I’ve been fortunate to not have to deal with allergies.  When the spring comes and people are struggling to breathe, and are suffering through itchy eyes, I’m usually just annoyed by the way pollen desires to make itself known on my car.  However, over the past few years, I started to have sinus problems; having my first sinus infection in 2009, and some other ones since then.

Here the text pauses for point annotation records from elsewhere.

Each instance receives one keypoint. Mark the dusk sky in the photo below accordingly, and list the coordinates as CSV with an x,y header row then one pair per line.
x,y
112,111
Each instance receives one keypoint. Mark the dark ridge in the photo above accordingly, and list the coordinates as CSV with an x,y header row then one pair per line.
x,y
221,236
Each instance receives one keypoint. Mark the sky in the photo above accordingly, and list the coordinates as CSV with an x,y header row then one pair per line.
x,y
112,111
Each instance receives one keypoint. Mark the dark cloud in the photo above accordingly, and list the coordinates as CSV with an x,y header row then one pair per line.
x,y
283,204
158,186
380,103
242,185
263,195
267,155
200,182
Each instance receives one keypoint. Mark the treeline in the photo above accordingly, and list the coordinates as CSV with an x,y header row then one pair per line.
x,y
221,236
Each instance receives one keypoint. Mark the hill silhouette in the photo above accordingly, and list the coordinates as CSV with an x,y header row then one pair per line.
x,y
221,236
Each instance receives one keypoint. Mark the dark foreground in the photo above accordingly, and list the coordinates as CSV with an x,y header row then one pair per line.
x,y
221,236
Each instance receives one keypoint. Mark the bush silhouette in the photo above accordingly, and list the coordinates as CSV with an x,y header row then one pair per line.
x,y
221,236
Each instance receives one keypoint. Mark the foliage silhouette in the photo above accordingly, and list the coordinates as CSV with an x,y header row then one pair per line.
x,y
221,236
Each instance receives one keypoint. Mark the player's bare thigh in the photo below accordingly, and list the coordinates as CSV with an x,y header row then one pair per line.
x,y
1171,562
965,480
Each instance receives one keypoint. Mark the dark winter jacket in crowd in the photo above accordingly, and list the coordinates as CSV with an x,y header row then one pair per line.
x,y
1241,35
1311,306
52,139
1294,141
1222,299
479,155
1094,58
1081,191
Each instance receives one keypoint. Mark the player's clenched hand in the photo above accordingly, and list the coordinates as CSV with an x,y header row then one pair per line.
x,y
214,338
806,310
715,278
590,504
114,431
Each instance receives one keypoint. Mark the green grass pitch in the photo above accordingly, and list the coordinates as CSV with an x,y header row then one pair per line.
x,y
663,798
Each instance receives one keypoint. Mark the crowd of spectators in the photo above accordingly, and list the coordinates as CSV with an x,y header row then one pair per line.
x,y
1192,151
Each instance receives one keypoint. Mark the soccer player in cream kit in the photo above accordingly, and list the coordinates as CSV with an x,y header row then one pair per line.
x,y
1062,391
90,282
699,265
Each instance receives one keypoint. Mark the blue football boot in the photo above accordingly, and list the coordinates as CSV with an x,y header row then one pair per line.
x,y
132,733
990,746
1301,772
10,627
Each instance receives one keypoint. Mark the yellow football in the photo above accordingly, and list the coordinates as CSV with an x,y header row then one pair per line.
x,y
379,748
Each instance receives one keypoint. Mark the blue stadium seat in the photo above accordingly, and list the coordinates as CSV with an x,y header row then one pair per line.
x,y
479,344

On Monday, I woke up feeling kinda blah, and I attributed it to the change in weather.  I forced myself to go to the gym, and while there, I could feel my sinuses starting to bother me.  I pressed through my workout, and while I was on my way home, I was praying to the Lord to allow me to feel better, and asking Him to show me things that I could do so that my sinuses wouldn’t bother me anymore.  And then I heard this:

“Do you want to feel better or do you want to be healed?”

After thinking about it, and processing what I heard, I realized that what I really wanted was to be healed.  I want to be free from the issue altogether, and never have to worry about having to deal with it again.

I came to this conclusion after some thought, but I also began to think of how often I have chosen just to “feel better” instead of “be healed”.  It’s so easy to choose options that treat the symptoms but don’t cure the ailment.  While a treatment is good (and praise the Lord for treatments), what I want is to be healed.

Our society has become so medicated, and so into wanting a “quick fix” that we will often choose feeling better over being healed.  The truth is that being healed requires work.  And often times, we’d rather take the pill for the next 5 years instead of putting in the work over the next 5 months to be healed.  I’m determined to NOT live my life that way.  While the “quick fix” can temporarily make me feel better, I pray for the strength to always choose to be healed; despite the work that it may require.

I encourage you to choose to be healed over just feeling better.  Be willing to do the work that is required and press for your healing, instead of settling for a quick fix.  You’re worth it.

Be encouraged!  Peace and Blessings!